3. Juego social: queda con otras personas para realizar actividades sociales sin un propósito aparente. Charla, juega a juegos de mesa, haz competiciones verbales…
Si a pesar de estos consejos no consigues incorporar el juego a tu vida diaria, puedes recurrir a recordar las preferencias que tenías cuando eras niño.
Así, tal y como comenta Brown, “encuentra los verdaderos nortes de tu infancia e intenta trasladar dichos recuerdos a actividades que encajen con las circunstancias actuales”. Además, compartir tu tiempo con niños también puede ayudar a refrescar tu memoria.
De todas formas, no importa tanto el cómo se juega sino el hecho de que se juegue. No te olvides de planear el tiempo que le vas a dedicar al día. Si crees que no puedes sacar unos minutos diariamente recuerda que, como nos aconseja Burghardt, la felicidad y la energía renovada que se experimenta al jugar compensará con creces el tiempo “perdido”. El trabajo acaba realizándose antes o después pero, si no juegas, acabarás trabajando menos.
Lo cierto es que los beneficios del juego en la edad adulta son muy similares a las ventajas del juego en la infancia. Jugar nos ayuda a:
1. Recuperar la fe en el mundo.

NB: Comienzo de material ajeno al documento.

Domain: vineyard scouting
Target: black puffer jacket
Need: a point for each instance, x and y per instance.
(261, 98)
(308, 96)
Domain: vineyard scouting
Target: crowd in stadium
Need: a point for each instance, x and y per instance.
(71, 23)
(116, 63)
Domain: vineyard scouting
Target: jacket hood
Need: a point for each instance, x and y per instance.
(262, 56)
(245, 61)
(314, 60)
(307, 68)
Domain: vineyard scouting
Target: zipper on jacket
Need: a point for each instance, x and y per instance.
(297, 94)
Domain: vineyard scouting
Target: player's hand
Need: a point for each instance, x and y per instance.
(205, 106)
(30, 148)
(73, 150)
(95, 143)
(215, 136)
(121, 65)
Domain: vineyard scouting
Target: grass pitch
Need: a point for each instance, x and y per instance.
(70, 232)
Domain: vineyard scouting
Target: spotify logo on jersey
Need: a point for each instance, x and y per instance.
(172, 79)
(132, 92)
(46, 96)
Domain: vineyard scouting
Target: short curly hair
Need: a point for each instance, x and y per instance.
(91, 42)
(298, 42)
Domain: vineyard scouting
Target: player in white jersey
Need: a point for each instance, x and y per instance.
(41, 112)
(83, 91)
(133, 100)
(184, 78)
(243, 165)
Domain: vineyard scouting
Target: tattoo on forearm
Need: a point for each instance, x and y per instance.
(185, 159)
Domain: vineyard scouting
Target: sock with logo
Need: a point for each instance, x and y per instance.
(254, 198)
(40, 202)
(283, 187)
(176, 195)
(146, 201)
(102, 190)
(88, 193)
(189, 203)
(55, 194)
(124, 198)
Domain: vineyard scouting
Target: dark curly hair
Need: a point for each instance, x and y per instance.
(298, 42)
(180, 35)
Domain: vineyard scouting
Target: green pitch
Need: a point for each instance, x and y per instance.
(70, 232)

Sí, el grado de desencanto puede ser tal que nos sintamos frustrados con nuestra vida simplemente porque consideramos que es muy monótona.

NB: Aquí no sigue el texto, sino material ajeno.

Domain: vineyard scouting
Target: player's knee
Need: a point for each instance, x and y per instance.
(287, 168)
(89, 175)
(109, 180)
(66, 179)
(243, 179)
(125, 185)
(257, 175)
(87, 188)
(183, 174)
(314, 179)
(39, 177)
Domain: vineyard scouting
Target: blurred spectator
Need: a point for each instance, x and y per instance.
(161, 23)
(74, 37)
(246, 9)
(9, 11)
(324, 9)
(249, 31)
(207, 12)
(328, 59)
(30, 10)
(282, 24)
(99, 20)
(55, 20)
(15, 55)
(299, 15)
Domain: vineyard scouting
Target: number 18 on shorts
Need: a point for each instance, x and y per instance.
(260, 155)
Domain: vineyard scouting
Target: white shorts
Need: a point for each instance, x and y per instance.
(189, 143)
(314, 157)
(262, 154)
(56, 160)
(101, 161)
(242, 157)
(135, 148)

Además, mediante el juego no es necesario atribuir intenciones a los demás, algo que constantemente hacemos y que ocasiona que nos quememos con nuestras relaciones.
2. Recuperar nuestra capacidad de sorprendernos a contemplar la vida desde diferentes perspectivas. Desconectar de la rutina y de los patrones marcados por la sociedad contribuye a nuestra claridad mental, lo que fomenta una resolución de problemas más eficaz.
3. Reducir el nivel de estrés, estimular nuestra inteligencia y potenciar nuestras habilidades sociales.
4. Dar rienda suelta a nuestras experiencias e ilusionarnos. La pasión por el juego es una de las características de un niño feliz. Recuperar esa pasión implica volver a sentirnos dentro de esa burbuja que tanto anhelamos y que tanta falta nos hace en ocasiones.
5. Mantenernos jóvenes y saludables recuperando la vitalidad, generando optimismo y desarrollando nuestra empatía, buscando nuevas sensaciones, generando nuevos placeres y recuperando los antiguos.
Así, del mismo modo que no se nos ocurre limitar la felicidad sin restricciones que el juego produce en los niños, no deberíamos hacerlo en los adultos. Quizás la clave está en desaprender que jugar es opuesto a trabajar o mantener responsabilidades.
Jugar no es sino un complemento en nuestra vida y es importante no perder esa capacidad puesto que la curiosidad, la imaginación y la creatividad son como los músculos: si no se usan, se pierden.